Police were just in my backyard to recover a loaded .38. What the fuck?????
He asked if it was my vagina. I told him it was my butt. Clearly I need to buy him a map of the female form.
you were carrying around a glass of vodka telling everyone it was Russian water
A homeless guy asked you to feel your boobs, you accepted in exchange for his broom to go with your witch costume..... that's when I cut you off
Restaurants Roasting People Who Gave Them Negative Yelp Reviews (25 Pics)
You told the cops that they couldn't arrest you because they weren't hot enough to fuck
The bar I'm at just passed out smores to everyone. I don't know what it has to do with cinco de mayo but I'm down.

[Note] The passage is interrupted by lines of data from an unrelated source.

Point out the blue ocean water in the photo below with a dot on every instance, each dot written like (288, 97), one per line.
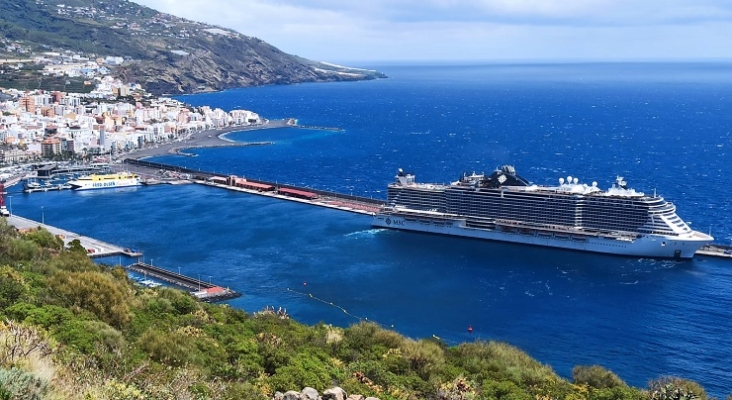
(664, 127)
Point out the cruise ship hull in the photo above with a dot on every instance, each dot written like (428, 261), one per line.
(652, 246)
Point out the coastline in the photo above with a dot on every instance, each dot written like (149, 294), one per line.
(206, 139)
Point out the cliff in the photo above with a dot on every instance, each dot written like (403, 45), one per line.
(164, 53)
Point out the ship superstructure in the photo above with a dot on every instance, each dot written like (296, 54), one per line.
(504, 206)
(105, 181)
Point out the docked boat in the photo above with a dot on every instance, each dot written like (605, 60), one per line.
(570, 215)
(105, 181)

I woke up wearing a cow costume. I'm not even gonna try to recall what happened last night.
Dude, I couldn't come. She sounded like a goddamn dying walrus.
Washing vom off hardwood, so much easier than carpet. Thank you adulthood!
Woman Posts Harassing DMs From Creep Online, Now He’s Upset Because People Told His Mom
Good news. Isn't krabs. Bad news. Not sure what it is. Worse news. Encouraged not to fuck till known. Great news getting laid tonight
Him cheating on his girlfriend resulted in a $1500 hospital bill from repeated blows to his testicles by my ass. They diagnosed his pain as "testicle trauma". Sex karma at it's finest.
Hey, is this going to be a real date, or am I just meeting you at a hotel to have sex in the bathroom? Given our history, I think it's a fair question.
He's tweaking out . If he's on fucking bathsalts and eats my face like a chalupa pull the plug. I don't want to live with no fucking face. Pull. The. Plug.
I never thought I'd end up with a prison pen pal through tinder
I wasn't that drunk.
You were calling my cat 'Simba' and holding him up in the air.